If you want cross-platform compatibility (kinda), go for OpenCL, if you want the best performance go for Metal. Both use a very similar language for kernels, but Metal is generally more efficient.
> Have you had any luck?
Not in ML, but I'm doing a lot of GPGPU on Metal, I recently started doing it in Rust. A bit less convenient than with Swift/Objective-C, but still possible. Worst case you'll have to add an .mm file and bridge it with `extern "C"`. That said, doing GPGPU is not doing ML, and most ML libraries are in Python.

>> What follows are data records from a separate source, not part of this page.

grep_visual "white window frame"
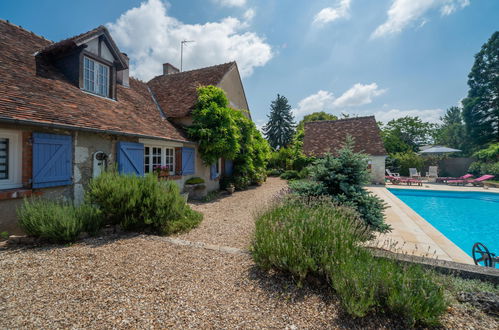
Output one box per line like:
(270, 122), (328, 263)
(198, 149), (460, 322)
(83, 56), (111, 97)
(0, 129), (22, 190)
(144, 144), (176, 175)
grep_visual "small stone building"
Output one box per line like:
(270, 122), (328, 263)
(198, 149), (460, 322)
(303, 116), (387, 184)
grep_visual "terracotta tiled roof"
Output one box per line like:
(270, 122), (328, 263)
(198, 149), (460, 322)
(303, 116), (387, 156)
(0, 20), (187, 141)
(147, 62), (236, 118)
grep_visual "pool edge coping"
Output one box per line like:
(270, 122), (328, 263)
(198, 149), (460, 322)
(369, 187), (474, 265)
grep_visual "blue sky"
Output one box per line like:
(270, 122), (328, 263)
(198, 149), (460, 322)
(0, 0), (499, 125)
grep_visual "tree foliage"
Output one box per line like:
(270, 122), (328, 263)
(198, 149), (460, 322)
(263, 94), (295, 149)
(187, 86), (240, 164)
(187, 86), (270, 189)
(435, 107), (469, 152)
(463, 31), (499, 147)
(381, 116), (435, 154)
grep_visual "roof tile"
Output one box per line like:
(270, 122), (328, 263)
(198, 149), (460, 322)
(0, 20), (188, 141)
(303, 116), (387, 156)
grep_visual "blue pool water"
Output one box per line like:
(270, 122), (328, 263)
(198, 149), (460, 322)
(389, 189), (499, 262)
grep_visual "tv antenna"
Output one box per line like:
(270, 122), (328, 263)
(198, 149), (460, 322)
(180, 40), (195, 72)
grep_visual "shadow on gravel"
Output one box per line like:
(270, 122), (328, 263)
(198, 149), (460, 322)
(248, 265), (407, 329)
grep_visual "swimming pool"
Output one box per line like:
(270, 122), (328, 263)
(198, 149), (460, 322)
(388, 189), (499, 264)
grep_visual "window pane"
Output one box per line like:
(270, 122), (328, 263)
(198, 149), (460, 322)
(165, 148), (174, 172)
(0, 138), (9, 180)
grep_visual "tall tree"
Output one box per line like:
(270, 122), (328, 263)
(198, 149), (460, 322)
(263, 94), (295, 149)
(463, 31), (499, 147)
(435, 107), (469, 152)
(381, 116), (435, 154)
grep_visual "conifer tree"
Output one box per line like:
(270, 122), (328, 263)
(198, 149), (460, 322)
(263, 94), (295, 149)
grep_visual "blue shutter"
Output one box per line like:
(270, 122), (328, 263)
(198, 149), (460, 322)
(117, 142), (144, 175)
(182, 148), (196, 175)
(225, 159), (234, 176)
(33, 133), (73, 188)
(210, 162), (217, 180)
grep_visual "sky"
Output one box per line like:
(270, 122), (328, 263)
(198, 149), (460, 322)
(0, 0), (499, 127)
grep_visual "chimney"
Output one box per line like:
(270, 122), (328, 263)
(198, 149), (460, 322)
(163, 63), (180, 76)
(116, 53), (130, 87)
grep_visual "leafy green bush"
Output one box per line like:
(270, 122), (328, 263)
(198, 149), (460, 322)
(85, 171), (202, 235)
(18, 199), (102, 243)
(267, 169), (283, 176)
(252, 197), (447, 326)
(299, 139), (389, 232)
(390, 151), (425, 176)
(185, 176), (204, 184)
(279, 170), (300, 180)
(289, 180), (327, 197)
(468, 162), (499, 179)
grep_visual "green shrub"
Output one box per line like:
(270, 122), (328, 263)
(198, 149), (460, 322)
(468, 161), (499, 179)
(389, 151), (425, 176)
(279, 170), (300, 180)
(301, 139), (389, 232)
(185, 176), (204, 184)
(85, 171), (202, 235)
(252, 196), (447, 326)
(289, 180), (327, 197)
(267, 169), (282, 176)
(18, 199), (102, 243)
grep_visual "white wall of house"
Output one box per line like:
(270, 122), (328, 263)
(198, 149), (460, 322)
(369, 156), (386, 184)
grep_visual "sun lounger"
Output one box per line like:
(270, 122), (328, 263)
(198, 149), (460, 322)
(436, 174), (473, 182)
(385, 169), (400, 177)
(385, 175), (423, 186)
(447, 174), (494, 186)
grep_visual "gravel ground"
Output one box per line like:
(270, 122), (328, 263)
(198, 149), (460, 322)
(178, 177), (287, 248)
(0, 179), (499, 329)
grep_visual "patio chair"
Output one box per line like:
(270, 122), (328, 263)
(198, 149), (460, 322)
(426, 166), (438, 178)
(385, 169), (400, 177)
(447, 174), (494, 187)
(436, 174), (473, 183)
(409, 168), (421, 178)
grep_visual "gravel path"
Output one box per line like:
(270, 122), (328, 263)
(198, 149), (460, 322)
(178, 178), (287, 248)
(0, 179), (499, 329)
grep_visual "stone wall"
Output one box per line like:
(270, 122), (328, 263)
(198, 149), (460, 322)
(369, 156), (386, 184)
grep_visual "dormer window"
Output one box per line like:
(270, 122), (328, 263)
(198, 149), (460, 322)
(83, 56), (109, 97)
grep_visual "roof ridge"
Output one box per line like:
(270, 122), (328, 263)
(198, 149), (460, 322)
(305, 115), (376, 125)
(149, 61), (236, 81)
(0, 18), (54, 43)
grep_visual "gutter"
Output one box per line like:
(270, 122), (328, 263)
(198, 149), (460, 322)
(0, 117), (196, 144)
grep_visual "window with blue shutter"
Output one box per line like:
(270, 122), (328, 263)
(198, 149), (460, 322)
(182, 147), (196, 175)
(225, 159), (234, 176)
(33, 133), (73, 188)
(116, 142), (144, 175)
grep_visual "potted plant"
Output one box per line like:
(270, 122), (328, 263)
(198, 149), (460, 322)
(184, 177), (206, 199)
(154, 166), (170, 180)
(225, 183), (236, 195)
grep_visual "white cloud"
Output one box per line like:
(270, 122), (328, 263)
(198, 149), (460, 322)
(312, 0), (351, 25)
(374, 109), (445, 123)
(212, 0), (246, 7)
(243, 8), (255, 22)
(293, 83), (386, 119)
(334, 83), (386, 107)
(371, 0), (470, 38)
(107, 0), (273, 80)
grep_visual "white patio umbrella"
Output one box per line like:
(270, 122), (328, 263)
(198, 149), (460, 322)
(419, 146), (461, 155)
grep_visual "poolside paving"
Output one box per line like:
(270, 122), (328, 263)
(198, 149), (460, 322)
(367, 183), (499, 264)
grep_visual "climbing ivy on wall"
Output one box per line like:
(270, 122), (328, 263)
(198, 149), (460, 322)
(187, 86), (270, 188)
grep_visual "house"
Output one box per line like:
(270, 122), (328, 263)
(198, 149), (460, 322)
(303, 116), (387, 184)
(0, 20), (248, 232)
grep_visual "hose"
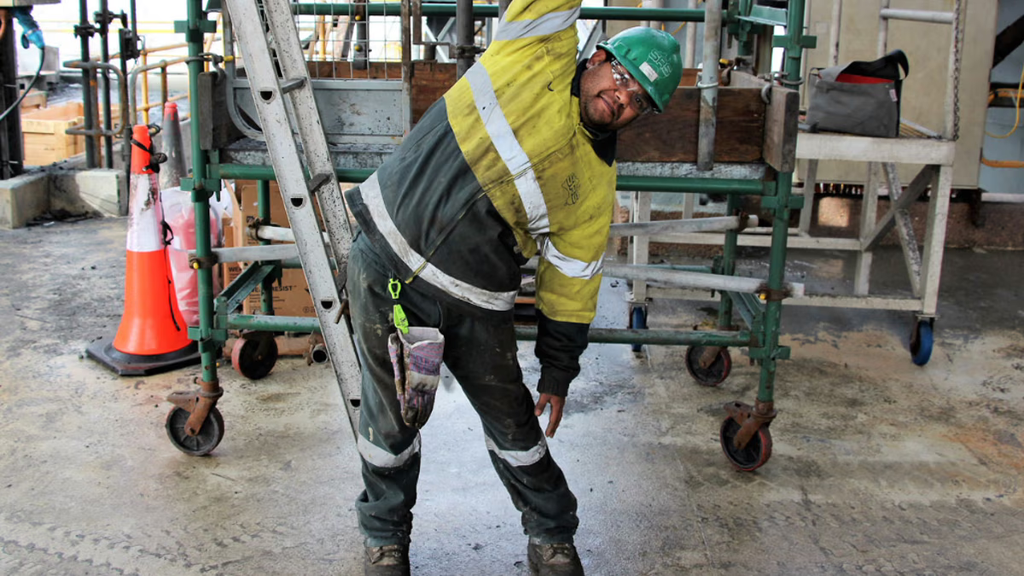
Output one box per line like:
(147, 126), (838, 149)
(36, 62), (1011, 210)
(0, 48), (46, 122)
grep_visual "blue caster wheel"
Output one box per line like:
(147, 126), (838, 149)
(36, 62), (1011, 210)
(910, 320), (934, 366)
(630, 306), (647, 353)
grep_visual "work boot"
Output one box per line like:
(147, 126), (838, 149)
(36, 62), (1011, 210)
(362, 544), (409, 576)
(526, 538), (584, 576)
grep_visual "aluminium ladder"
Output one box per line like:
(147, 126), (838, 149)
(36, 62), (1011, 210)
(220, 0), (360, 435)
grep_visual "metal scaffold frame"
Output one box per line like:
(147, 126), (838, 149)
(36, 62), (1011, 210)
(170, 0), (813, 470)
(632, 0), (967, 365)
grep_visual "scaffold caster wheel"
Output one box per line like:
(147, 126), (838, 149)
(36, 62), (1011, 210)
(231, 334), (278, 380)
(630, 306), (647, 353)
(164, 406), (224, 456)
(718, 416), (771, 472)
(686, 346), (732, 386)
(910, 320), (934, 366)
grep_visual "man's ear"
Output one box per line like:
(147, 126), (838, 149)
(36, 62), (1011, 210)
(587, 48), (608, 70)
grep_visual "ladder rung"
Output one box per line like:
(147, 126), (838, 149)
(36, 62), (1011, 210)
(281, 78), (306, 95)
(307, 174), (331, 194)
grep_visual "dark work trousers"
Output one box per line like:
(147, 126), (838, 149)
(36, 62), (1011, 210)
(347, 234), (579, 546)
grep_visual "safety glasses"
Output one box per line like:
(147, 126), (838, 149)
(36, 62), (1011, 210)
(611, 59), (657, 116)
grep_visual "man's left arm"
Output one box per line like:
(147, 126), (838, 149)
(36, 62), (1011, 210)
(535, 311), (590, 438)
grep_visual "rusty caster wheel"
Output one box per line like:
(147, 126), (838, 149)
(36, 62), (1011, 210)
(686, 346), (732, 386)
(164, 406), (224, 456)
(231, 335), (278, 380)
(718, 416), (771, 472)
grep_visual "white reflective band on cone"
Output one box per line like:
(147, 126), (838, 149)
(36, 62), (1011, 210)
(483, 435), (548, 467)
(355, 433), (420, 468)
(126, 174), (164, 252)
(466, 63), (551, 236)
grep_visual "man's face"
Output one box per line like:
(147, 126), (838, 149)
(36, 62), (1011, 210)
(580, 50), (650, 130)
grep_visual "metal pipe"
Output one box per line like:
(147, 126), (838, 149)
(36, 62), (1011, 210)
(253, 180), (272, 314)
(227, 314), (752, 347)
(697, 1), (722, 170)
(879, 8), (953, 24)
(401, 0), (413, 134)
(78, 0), (97, 168)
(828, 0), (843, 66)
(128, 56), (191, 125)
(188, 0), (220, 387)
(878, 0), (889, 58)
(220, 164), (771, 196)
(515, 326), (752, 347)
(356, 0), (368, 70)
(455, 0), (476, 78)
(63, 60), (131, 138)
(608, 216), (758, 238)
(188, 244), (299, 262)
(99, 0), (113, 168)
(683, 0), (702, 68)
(604, 264), (804, 298)
(291, 2), (705, 22)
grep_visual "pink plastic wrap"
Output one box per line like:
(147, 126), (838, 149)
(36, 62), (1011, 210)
(161, 188), (222, 326)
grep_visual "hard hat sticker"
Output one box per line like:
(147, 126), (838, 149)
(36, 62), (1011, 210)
(640, 63), (657, 82)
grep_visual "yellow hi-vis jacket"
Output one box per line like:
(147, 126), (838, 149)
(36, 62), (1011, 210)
(348, 0), (615, 392)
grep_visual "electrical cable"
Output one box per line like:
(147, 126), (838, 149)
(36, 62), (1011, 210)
(985, 58), (1024, 139)
(0, 48), (46, 122)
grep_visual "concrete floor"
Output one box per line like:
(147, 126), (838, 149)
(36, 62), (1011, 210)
(0, 219), (1024, 576)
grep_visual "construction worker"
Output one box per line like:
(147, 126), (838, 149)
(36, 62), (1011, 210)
(346, 0), (682, 575)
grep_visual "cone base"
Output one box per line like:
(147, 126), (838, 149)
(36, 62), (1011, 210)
(85, 337), (202, 376)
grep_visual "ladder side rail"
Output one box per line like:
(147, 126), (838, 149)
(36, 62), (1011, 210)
(227, 0), (360, 436)
(264, 0), (352, 289)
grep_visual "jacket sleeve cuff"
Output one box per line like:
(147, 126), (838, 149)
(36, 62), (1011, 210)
(537, 366), (573, 398)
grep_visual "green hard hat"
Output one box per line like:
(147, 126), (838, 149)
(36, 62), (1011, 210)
(597, 26), (683, 112)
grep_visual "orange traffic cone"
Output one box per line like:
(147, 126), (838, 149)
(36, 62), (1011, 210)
(86, 125), (200, 376)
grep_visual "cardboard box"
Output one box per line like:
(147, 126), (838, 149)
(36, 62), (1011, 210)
(223, 180), (316, 317)
(22, 101), (121, 166)
(22, 102), (85, 166)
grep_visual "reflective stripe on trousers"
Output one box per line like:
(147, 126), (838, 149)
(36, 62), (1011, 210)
(347, 235), (579, 546)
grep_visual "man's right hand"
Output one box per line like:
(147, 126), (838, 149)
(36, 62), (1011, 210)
(534, 394), (565, 438)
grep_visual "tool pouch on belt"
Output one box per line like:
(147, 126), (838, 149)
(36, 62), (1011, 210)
(387, 326), (444, 428)
(807, 50), (910, 138)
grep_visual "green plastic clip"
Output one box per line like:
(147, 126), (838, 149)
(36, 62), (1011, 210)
(387, 278), (409, 334)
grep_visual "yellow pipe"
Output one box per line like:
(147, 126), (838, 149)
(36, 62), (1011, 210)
(981, 154), (1024, 168)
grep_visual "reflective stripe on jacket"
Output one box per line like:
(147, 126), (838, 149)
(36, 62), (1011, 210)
(349, 0), (615, 324)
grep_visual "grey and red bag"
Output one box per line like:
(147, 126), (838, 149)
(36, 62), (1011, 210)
(807, 50), (910, 138)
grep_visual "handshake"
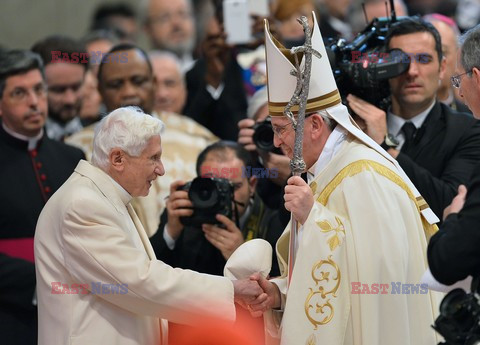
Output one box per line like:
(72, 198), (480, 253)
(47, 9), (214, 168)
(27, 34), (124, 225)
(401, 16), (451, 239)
(232, 273), (281, 317)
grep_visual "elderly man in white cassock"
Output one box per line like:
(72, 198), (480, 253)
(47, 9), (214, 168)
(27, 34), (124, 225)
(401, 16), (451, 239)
(226, 10), (444, 345)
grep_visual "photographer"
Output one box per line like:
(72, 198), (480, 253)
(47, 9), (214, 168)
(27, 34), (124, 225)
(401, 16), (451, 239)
(150, 141), (283, 276)
(428, 26), (480, 285)
(238, 87), (290, 207)
(347, 17), (480, 218)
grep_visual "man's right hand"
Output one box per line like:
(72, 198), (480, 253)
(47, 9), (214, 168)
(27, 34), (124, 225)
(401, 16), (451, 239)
(166, 181), (193, 240)
(443, 184), (467, 220)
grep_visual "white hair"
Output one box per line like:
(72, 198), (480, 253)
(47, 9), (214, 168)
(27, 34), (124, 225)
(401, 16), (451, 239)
(92, 107), (164, 171)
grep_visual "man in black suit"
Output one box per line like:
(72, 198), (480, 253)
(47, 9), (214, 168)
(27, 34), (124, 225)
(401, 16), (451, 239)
(428, 25), (480, 285)
(150, 141), (283, 276)
(347, 17), (480, 218)
(0, 50), (84, 345)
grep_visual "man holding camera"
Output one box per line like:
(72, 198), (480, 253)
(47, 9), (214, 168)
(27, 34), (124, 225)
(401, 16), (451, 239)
(347, 17), (480, 217)
(246, 12), (444, 345)
(151, 141), (282, 276)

> I also got confuses as to whether a 'shader' was more for the visual GPU output of things, or if it was also a building block for model training/networks/machine learning/etc.
A shader is basically a function that runs for every element of the output buffer. We generally call them kernels for GPGPU, and shaders (geometry, vertex, fragment) for graphics stuff. You have to write them in a language that kinda looks like C (OpenGL GLSL, DirectX HSL, Metal MSL), but is optimized for the SMT properties of GPUs.
Learning shaders will let you run code on the GPU, to do ML you also need to learn what are tensors, how to compute them on the GPU, and how to build ML systems using them.
I recommend ShaderToy [0] if you want a cool way to understand and play with shaders.